In this problem we use the ColumnarStructure and boolean indexing to create a distance map of the HIV protease dimer. We will use C-beta atoms instead of C-alpha atoms.
from pyspark.sql import SparkSession
from mmtfPyspark.io import mmtfReader
from mmtfPyspark.utils import traverseStructureHierarchy, ColumnarStructure
from mmtfPyspark import structureViewer
import numpy as np
from scipy.spatial.distance import pdist, squareform
import matplotlib.pyplot as plt
spark = SparkSession.builder.appName("Problem-1").getOrCreate()
Here we download an HIV protease structure with a bound ligand (Nelfinavir).
pdb = mmtfReader.download_full_mmtf_files(["1OHR"])
Structures are represented as keyword-value pairs (tuples):
In this case, we only have one structure, so we can use the first() method to extract the data.
structure = pdb.values().first()
Here we convert an MMTF structure to a columnar structure. By specifying the firstModel flag, we only retrieve data for the first model (this structure has only one model, anyways).
arrays = ... your code here ...
x = ... your code here ...
y = ... your code here ...
z = ... your code here ...
Entity types can be used to distinguish polymer from non-polymer groups and select specific components, e.g., all protein groups.
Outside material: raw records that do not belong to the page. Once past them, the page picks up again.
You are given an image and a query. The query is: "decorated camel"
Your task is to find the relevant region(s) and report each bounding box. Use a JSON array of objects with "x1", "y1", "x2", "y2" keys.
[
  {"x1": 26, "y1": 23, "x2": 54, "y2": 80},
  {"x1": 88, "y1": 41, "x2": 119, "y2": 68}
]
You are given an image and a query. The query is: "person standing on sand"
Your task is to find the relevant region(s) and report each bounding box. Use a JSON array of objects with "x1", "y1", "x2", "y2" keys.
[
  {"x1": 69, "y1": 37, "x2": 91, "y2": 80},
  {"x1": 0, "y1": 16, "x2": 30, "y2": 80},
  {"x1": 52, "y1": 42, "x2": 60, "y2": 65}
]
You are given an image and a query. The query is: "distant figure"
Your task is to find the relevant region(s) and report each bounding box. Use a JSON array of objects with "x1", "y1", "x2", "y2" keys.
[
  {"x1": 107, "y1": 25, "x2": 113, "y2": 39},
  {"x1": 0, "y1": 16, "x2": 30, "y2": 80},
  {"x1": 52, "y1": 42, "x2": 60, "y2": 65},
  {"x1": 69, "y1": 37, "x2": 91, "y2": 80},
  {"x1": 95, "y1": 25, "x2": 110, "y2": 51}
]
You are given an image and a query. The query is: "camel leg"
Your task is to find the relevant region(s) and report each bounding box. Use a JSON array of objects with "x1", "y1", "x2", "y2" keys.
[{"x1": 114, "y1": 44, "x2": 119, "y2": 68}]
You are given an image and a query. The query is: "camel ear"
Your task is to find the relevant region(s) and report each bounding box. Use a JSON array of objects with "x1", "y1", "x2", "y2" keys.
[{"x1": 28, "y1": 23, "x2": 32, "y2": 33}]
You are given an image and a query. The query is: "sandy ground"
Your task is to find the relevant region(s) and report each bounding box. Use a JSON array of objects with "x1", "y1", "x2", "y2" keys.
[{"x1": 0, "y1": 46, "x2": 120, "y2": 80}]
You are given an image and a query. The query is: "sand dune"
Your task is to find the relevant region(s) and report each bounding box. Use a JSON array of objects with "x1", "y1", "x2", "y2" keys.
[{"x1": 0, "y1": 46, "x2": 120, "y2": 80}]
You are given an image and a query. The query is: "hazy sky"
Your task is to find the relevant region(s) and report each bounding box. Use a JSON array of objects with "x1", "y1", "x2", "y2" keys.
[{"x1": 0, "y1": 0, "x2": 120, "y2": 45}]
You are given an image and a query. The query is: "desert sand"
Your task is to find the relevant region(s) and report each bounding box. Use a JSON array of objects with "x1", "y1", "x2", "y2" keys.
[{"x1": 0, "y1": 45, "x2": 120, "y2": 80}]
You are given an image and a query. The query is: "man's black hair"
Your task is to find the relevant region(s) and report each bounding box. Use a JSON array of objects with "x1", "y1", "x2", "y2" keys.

The following entity types are available:
entity_types = arrays.get_entity_types()
entity_types
array(['PRO', 'PRO', 'PRO', ..., 'WAT', 'WAT', 'WAT'], dtype=object)
atom_names = arrays.get_atom_names()
atom_names
array(['N', 'CA', 'C', ..., 'O', 'H1', 'H2'], dtype=object)
group_names = arrays.get_group_names()
group_names
array(['PRO', 'PRO', 'PRO', ..., 'HOH', 'HOH', 'HOH'], dtype=object)
Boolean indexing is an efficient way to access selected elements from numpy arrays.
This time, do the selection for the entire structure.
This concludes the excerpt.